Charles is the Professor of Rural Geography at the University of Nottingham where he lectures on historical and cultural geography. He is also Chair of the Society for Landscape Studies, a Fellow of the Society of Antiquaries and a Trustee of the Sherwood Forest Trust. He has a number of books to his credit and had just published a volume entitled Trees, Woods and Forests when we met him at Edwinstowe and he was currently researching for a book on Trees in Art. Members were most interested in the number of artists who had found inspiration in Sherwood Forest, notably Andrew McCallum, a Nottingham born and educated artist who painted many striking scenes of trees, especially those of Sherwood Forest. His paintings can be found in the V&A as well as in Nottingham Castle Gallery - he was a favourite of Queen Victoria and was allotted a room in Windsor Castle whilst he was painting trees in the grounds.
Another person to draw inspiration from the trees of Sherwood Forest was Hayman Rooke, a retired major who made his home in Mansfield Woodhouse and is well-known as an antiquarian in the area. The Major Oak is named after him.
Professor Watkins informed us that the best fragments of Sherwood Forest are within 25 minutes of the City centre, including that part of Colwick Park which lies atop the cliff – a park within Sherwood Forest. We heard that, surprisingly, there were more woodlands in the county in the 1970s than in the 1830s.
Ancient oak at Haywood Oaks. Photograph by Charles Watkins.

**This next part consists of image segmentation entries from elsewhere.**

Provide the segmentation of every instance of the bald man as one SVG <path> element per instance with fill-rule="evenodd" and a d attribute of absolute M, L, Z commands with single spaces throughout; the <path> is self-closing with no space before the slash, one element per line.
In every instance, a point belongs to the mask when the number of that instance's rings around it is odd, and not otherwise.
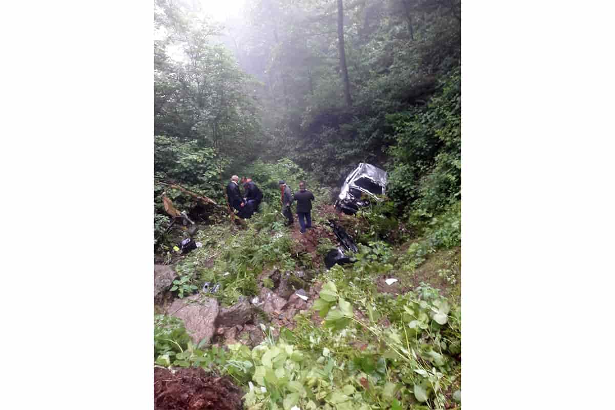
<path fill-rule="evenodd" d="M 233 175 L 231 177 L 231 181 L 226 186 L 226 199 L 228 200 L 231 207 L 236 209 L 240 213 L 243 200 L 241 197 L 241 192 L 239 192 L 239 184 L 237 183 L 239 181 L 239 177 L 237 175 Z"/>

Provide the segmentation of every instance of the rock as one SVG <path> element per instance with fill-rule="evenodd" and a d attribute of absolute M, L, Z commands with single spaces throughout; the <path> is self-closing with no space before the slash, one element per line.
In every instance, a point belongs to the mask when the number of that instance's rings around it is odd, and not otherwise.
<path fill-rule="evenodd" d="M 216 323 L 226 327 L 244 325 L 251 321 L 253 316 L 254 308 L 247 299 L 244 299 L 230 307 L 221 309 Z"/>
<path fill-rule="evenodd" d="M 154 265 L 154 302 L 161 301 L 164 291 L 177 277 L 177 272 L 169 265 Z"/>
<path fill-rule="evenodd" d="M 237 336 L 237 328 L 233 326 L 229 328 L 224 332 L 224 343 L 226 344 L 234 344 L 237 343 L 235 337 Z"/>
<path fill-rule="evenodd" d="M 186 304 L 186 302 L 188 302 Z M 208 343 L 216 331 L 218 317 L 218 300 L 206 298 L 201 302 L 197 294 L 176 299 L 169 308 L 172 315 L 184 321 L 186 330 L 195 344 L 203 339 Z"/>
<path fill-rule="evenodd" d="M 244 344 L 254 347 L 264 339 L 263 331 L 256 326 L 246 325 L 243 330 L 239 332 L 236 338 Z"/>
<path fill-rule="evenodd" d="M 261 288 L 258 298 L 263 302 L 261 309 L 268 313 L 279 312 L 286 304 L 286 301 L 283 298 L 266 288 Z"/>

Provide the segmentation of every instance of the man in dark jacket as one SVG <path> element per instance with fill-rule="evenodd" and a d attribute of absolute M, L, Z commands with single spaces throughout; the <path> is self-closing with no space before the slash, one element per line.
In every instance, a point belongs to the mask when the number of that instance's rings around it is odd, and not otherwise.
<path fill-rule="evenodd" d="M 312 227 L 312 201 L 314 200 L 314 194 L 306 189 L 304 181 L 299 183 L 299 192 L 295 194 L 295 200 L 297 202 L 297 216 L 301 227 L 301 232 L 304 234 L 306 229 Z"/>
<path fill-rule="evenodd" d="M 245 189 L 244 197 L 256 212 L 258 210 L 258 205 L 263 200 L 263 192 L 252 179 L 248 179 L 247 182 L 244 184 L 244 188 Z"/>
<path fill-rule="evenodd" d="M 290 192 L 290 188 L 286 184 L 286 182 L 281 180 L 278 183 L 280 184 L 280 200 L 282 201 L 282 213 L 288 218 L 285 225 L 290 226 L 293 224 L 293 211 L 290 209 L 290 206 L 293 203 L 293 194 Z"/>
<path fill-rule="evenodd" d="M 240 213 L 243 201 L 241 199 L 241 192 L 239 192 L 239 185 L 237 182 L 239 180 L 239 177 L 237 175 L 231 177 L 231 181 L 226 186 L 226 200 L 229 202 L 229 207 Z"/>

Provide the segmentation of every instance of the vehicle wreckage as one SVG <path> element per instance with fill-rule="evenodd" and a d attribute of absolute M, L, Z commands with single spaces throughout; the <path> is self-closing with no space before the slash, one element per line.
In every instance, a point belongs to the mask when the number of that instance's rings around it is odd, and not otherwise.
<path fill-rule="evenodd" d="M 369 205 L 370 199 L 382 200 L 378 195 L 384 194 L 387 181 L 386 171 L 361 162 L 344 180 L 335 201 L 336 209 L 352 215 Z"/>

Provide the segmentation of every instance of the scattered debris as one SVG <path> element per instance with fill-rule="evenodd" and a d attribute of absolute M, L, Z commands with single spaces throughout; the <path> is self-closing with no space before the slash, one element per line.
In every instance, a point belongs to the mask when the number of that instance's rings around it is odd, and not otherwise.
<path fill-rule="evenodd" d="M 238 410 L 243 408 L 242 395 L 230 379 L 208 374 L 200 368 L 154 368 L 156 410 Z"/>
<path fill-rule="evenodd" d="M 348 234 L 348 232 L 346 231 L 346 229 L 339 226 L 333 219 L 329 219 L 328 224 L 329 226 L 333 228 L 333 233 L 335 234 L 335 236 L 337 237 L 340 243 L 341 243 L 347 250 L 354 252 L 355 253 L 359 252 L 359 248 L 357 247 L 357 244 L 355 243 L 354 239 L 353 239 L 352 237 Z"/>
<path fill-rule="evenodd" d="M 186 238 L 180 243 L 179 247 L 181 250 L 181 254 L 184 255 L 190 251 L 196 249 L 196 242 L 194 239 Z"/>
<path fill-rule="evenodd" d="M 354 263 L 354 261 L 344 254 L 339 248 L 331 249 L 325 255 L 325 266 L 327 269 L 330 269 L 333 265 L 338 264 L 343 265 L 345 264 Z"/>
<path fill-rule="evenodd" d="M 335 208 L 346 214 L 354 215 L 361 207 L 369 205 L 369 200 L 362 200 L 363 194 L 375 200 L 376 195 L 384 195 L 387 182 L 387 173 L 377 167 L 361 162 L 344 181 Z"/>
<path fill-rule="evenodd" d="M 299 294 L 298 293 L 295 293 L 295 294 L 297 295 L 298 296 L 303 299 L 304 301 L 307 301 L 308 299 L 309 299 L 308 296 L 305 296 L 303 294 Z"/>

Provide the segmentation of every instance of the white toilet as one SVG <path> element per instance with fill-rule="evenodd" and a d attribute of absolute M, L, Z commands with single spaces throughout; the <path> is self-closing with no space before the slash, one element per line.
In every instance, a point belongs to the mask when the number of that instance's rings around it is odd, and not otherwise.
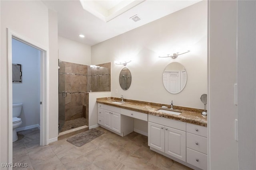
<path fill-rule="evenodd" d="M 17 128 L 22 123 L 21 119 L 18 117 L 20 115 L 22 103 L 12 104 L 12 142 L 18 140 Z"/>

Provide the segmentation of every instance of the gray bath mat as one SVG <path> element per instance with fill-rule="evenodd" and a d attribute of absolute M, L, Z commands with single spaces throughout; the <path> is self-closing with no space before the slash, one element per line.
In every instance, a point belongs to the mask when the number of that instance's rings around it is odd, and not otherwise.
<path fill-rule="evenodd" d="M 104 133 L 104 132 L 92 129 L 67 140 L 67 141 L 80 147 Z"/>

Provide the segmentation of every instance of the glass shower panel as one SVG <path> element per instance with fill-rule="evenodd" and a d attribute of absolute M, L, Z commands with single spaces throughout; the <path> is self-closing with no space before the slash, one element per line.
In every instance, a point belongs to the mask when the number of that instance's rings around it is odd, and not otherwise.
<path fill-rule="evenodd" d="M 65 122 L 65 99 L 62 92 L 65 90 L 65 63 L 59 60 L 59 133 Z"/>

Ancient trees are still a feature of Sherwood Forest but owners in the past also often protected such trees for their antiquity and interest. However, there were many uses for the Notts woodlands such as the making of birch charcoal, an important source of industrial fuel - Sherwood Forest was vitally important for industry. It was also valuable for grazing and pannage for pigs, sheep and, in lesser numbers, long-horned cattle. Richard Neale of Edwinstowe attempted in the 17th century to control the numbers of pigs being let loose in his forest lands by imposing a limit of two per cottage. The traditional right to allow pigs to feed in the forest went on into the 18th century. Acorns and beech-mast were also commodities which could be sold.
Charles introduced us to many interesting people who lived, worked or wrote about Sherwood Forest. One such was Christopher Thomson of Edwinstowe who wrote an “Autobiography of an Artisan” in 1847. Thomson, we were told, was a one-man Mechanics Institute, establishing a library and free classes for the local inhabitants. He wrote in his Hallamshire Scrapbook of the rights which people had enjoyed from the forest lands half a century before he was writing and had now lost. It was he who recorded that the Major Oak had previously been used to keep fowls in but, because of the vast size, the fowls were banished and it was renamed.
A most interesting lecture from Professor Watkins – which managed to bring into a clear focus the varied ways in which the forest land and Nottinghamshire trees were so important to the county – valuable resources for us to treasure still.